I shall illustrate why I believe the issue is not as simple as the noble Baroness has indicated. About 10 years ago a company called British and Commonwealth Holdings was in the FTSE 100 companies index. The company got into trouble over an investment it made in a company called Atlantic Computers. The banks that were involved called in Ernst and Young, a well-known firm of auditors, as the investigating accountants to produce a report to assess whether after the debacle with Atlantic Computers, British and Commonwealth Holdings was still a viable operation. Ernst and Young advised the board of the company and the consortium of banks that were involved that the company was a viable operation and that the banks should not foreclose the company. The banks chose to ignore that advice, foreclosed the company and appointed Ernst and Young as the administrators of this large company which employed hundreds of people in the United Kingdom.

As many of your Lordships will have read in the press, 10 years later the creditors have just about been paid the money that they had lost following the settlement of litigation involving various financial institutions. Had the advice of the investigating accountants been followed by the banks—I take into account the massive fees paid to the professional advisers—the company could have been kept alive.
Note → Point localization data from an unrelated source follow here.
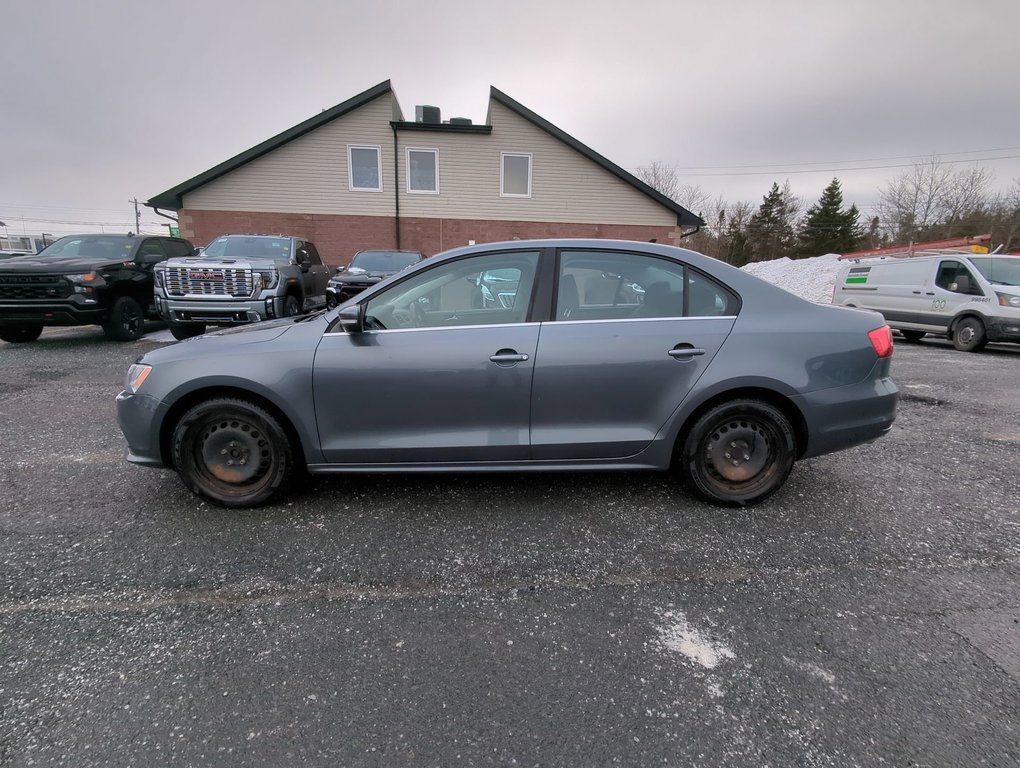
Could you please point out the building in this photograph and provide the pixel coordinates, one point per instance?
(359, 175)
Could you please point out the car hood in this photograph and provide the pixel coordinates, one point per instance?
(58, 265)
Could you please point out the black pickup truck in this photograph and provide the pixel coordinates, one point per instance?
(85, 279)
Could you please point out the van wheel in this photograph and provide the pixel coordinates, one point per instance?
(738, 453)
(969, 336)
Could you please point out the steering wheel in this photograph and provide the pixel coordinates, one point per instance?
(417, 314)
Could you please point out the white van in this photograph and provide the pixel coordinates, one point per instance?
(970, 298)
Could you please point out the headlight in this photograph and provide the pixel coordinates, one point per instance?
(269, 277)
(136, 376)
(1008, 300)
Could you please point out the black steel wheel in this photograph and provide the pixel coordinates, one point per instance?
(969, 336)
(190, 330)
(126, 321)
(738, 453)
(233, 452)
(21, 335)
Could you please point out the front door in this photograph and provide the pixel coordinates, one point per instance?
(437, 376)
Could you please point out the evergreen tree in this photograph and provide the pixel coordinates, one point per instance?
(771, 229)
(827, 227)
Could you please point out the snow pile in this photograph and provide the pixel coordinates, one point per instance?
(810, 278)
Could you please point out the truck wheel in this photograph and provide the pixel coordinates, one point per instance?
(232, 452)
(126, 321)
(21, 335)
(187, 331)
(968, 336)
(738, 453)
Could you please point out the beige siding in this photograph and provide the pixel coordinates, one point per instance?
(566, 187)
(309, 174)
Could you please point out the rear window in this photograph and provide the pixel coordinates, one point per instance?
(238, 247)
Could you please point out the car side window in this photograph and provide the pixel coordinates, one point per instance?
(608, 285)
(150, 252)
(956, 277)
(483, 290)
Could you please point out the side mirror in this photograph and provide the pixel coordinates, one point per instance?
(350, 319)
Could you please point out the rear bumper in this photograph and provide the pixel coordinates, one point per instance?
(846, 416)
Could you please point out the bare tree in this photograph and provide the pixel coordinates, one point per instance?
(663, 178)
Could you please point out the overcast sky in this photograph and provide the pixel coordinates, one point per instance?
(106, 101)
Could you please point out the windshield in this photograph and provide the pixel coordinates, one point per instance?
(238, 247)
(91, 246)
(385, 261)
(1000, 270)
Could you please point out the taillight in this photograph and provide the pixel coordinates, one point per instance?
(881, 340)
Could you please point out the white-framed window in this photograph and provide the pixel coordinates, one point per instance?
(364, 167)
(423, 170)
(515, 174)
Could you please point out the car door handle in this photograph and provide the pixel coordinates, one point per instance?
(507, 356)
(683, 351)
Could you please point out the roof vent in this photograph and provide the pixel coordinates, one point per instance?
(425, 113)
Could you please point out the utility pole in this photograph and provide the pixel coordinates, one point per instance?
(138, 217)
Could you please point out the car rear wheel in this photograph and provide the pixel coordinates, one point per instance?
(738, 453)
(233, 452)
(21, 335)
(968, 336)
(187, 331)
(126, 321)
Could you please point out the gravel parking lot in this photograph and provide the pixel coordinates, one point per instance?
(866, 615)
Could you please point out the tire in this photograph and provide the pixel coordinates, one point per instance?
(233, 453)
(126, 321)
(187, 331)
(969, 336)
(21, 335)
(738, 453)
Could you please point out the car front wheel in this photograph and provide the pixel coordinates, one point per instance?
(233, 452)
(738, 453)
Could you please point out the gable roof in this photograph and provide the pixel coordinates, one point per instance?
(173, 197)
(683, 216)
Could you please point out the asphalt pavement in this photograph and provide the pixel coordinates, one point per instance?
(866, 615)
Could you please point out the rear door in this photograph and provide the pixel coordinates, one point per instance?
(630, 336)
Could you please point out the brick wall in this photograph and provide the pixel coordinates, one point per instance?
(339, 238)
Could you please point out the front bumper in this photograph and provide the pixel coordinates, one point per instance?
(234, 312)
(140, 417)
(68, 312)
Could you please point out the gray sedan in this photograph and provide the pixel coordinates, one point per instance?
(604, 355)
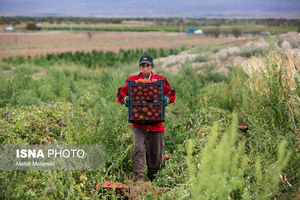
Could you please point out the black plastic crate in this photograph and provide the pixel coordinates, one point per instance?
(139, 115)
(146, 91)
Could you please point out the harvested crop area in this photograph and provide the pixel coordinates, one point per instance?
(40, 43)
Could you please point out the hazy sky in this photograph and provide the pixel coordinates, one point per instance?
(152, 8)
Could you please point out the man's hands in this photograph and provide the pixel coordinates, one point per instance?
(126, 101)
(166, 100)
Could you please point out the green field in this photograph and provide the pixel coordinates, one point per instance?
(210, 157)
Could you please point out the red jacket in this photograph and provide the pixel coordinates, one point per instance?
(171, 94)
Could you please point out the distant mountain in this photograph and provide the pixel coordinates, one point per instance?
(152, 8)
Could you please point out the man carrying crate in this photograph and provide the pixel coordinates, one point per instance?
(149, 137)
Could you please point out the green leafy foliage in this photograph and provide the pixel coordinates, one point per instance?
(52, 100)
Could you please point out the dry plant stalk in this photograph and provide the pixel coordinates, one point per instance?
(282, 68)
(140, 189)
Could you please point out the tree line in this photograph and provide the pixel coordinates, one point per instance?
(92, 59)
(172, 21)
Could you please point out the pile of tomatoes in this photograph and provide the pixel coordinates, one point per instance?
(146, 112)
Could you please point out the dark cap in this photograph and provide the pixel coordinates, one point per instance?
(146, 59)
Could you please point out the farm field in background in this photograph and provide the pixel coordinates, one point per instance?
(38, 43)
(220, 83)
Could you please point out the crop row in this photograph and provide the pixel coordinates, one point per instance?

It was the banks who chose to foreclose that company rather than the investigating accountants.

I have related that anecdote to illustrate that the solution is more complicated than merely adopting the recommendations of the noble Baroness. A number of noble Lords have made the point that this matter is not just about receivership. We have in our legislative process a panoply of remedies that a creditor can choose. A creditor can choose receivership. Assuming that he has the appropriate charge over a company's assets, a creditor can choose liquidation. He can also choose administration or a voluntary arrangement if the company concerned can organise it.
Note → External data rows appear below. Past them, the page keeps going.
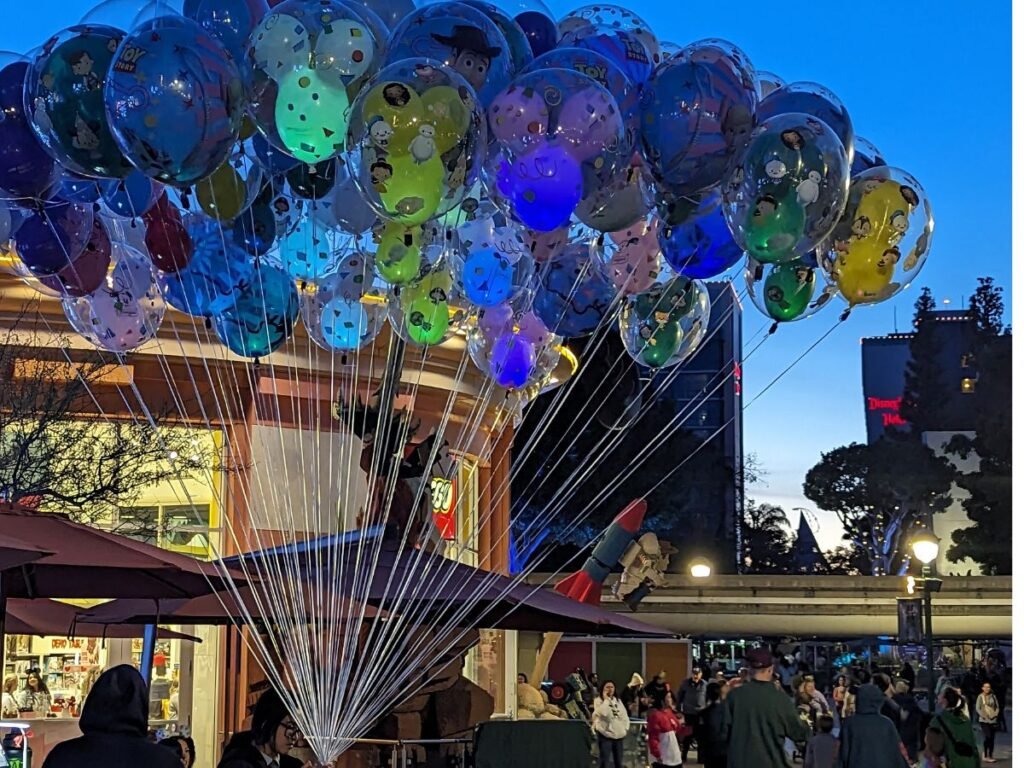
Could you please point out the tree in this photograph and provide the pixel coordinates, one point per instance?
(925, 398)
(56, 453)
(879, 491)
(767, 539)
(990, 485)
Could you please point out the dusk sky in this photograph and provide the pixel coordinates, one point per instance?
(928, 83)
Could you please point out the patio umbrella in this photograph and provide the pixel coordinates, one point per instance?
(48, 617)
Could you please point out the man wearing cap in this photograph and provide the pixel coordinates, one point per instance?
(761, 718)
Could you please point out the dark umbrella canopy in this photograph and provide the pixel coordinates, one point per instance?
(91, 563)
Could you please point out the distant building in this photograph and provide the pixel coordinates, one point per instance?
(710, 386)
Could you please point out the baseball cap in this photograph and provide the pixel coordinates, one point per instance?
(760, 658)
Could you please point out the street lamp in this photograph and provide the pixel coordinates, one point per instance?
(926, 549)
(700, 567)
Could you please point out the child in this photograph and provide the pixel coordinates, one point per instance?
(822, 748)
(935, 743)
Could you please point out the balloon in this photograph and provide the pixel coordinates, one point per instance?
(787, 292)
(344, 311)
(573, 294)
(865, 156)
(461, 38)
(696, 114)
(262, 315)
(174, 100)
(665, 327)
(813, 99)
(543, 186)
(215, 276)
(64, 97)
(231, 22)
(701, 245)
(126, 310)
(417, 140)
(129, 197)
(422, 311)
(50, 239)
(26, 169)
(86, 273)
(787, 190)
(632, 257)
(308, 61)
(881, 243)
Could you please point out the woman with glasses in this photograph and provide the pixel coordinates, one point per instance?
(267, 743)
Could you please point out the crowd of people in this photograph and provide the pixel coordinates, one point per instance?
(773, 713)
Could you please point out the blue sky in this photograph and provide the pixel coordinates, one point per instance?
(926, 82)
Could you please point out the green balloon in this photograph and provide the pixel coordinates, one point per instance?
(775, 225)
(663, 343)
(787, 291)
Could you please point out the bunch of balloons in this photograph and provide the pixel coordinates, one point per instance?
(453, 168)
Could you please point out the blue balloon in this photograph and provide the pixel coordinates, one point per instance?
(813, 99)
(461, 38)
(129, 197)
(696, 113)
(573, 295)
(26, 169)
(540, 30)
(231, 22)
(215, 275)
(544, 185)
(263, 314)
(700, 246)
(174, 100)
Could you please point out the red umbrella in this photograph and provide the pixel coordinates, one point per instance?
(14, 552)
(45, 617)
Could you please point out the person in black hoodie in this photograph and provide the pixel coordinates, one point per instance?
(266, 744)
(115, 726)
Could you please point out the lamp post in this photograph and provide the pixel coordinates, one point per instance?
(926, 548)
I entirely agree with the noble Baroness that the system is not working adequately to keep companies alive which ought to be kept alive. They are being sent under in whatever form that may take when they are still viable businesses. There is a number of reasons for that. I believe the noble Lord, Lord Evans of Watford, mentioned administration. That was designed to be the equivalent of Chapter 11 bankruptcy legislation in the United States. I think everyone in your Lordships' House would agree that administration has not worked in this country in the way that Chapter 11 legislation has worked in the United States. Large numbers of household-name companies that are still trading and still have viable businesses have been subjected to Chapter 11 procedure in the United States and creditors have been kept at bay to buy time to enable those businesses to continue. That has rarely happened in the United Kingdom. In the United Kingdom most administrations terminate in liquidation. In my view the purpose behind the legislation is not being fulfilled.

I entirely agree with the noble Baroness's implicit attack on the accountancy profession in the following area; namely, that administration has been put in the liquidation-receivership departments of the major firms of accountants. Therefore the kind of people who are appointed as administrators are exactly the same kind of people who otherwise would have been appointed as liquidators and receivers. Therefore instead of "company doctor types" trying to save a company, one ends up with the same accountant who would otherwise have been the liquidator and the receiver.

I entirely agree with what the noble Baroness said about the attitude of banks. She mentioned the Royal Bank of Scotland which has been a pioneer in this respect. It has tried not to put companies into liquidation by appointing receivers but has tried to find ways of saving companies. I hope the Minister will say what action the Government can take to help banks adopt a proactive approach rather than simply closing businesses. I entirely accept that this is a major problem which the Government need to address. However, I am worried that the specific proposal of the noble Baroness will not be adequate.

8.7 p.m.

Baroness Denton of Wakefield

My Lords, first I thank the noble Baroness for the kind remarks that she made at the beginning of her speech. It is customary to thank the initiator of such a worthwhile debate for introducing the debate. That is a courtesy. In this instance it is a genuine expression of gratitude as great changes could be made in this area. I disagree with the approach of the previous speaker. I do not believe one should approach this matter negatively by saying, "It is not that simple". One should approach it positively and say, "Let us make it simple. Let us find something which will change the situation".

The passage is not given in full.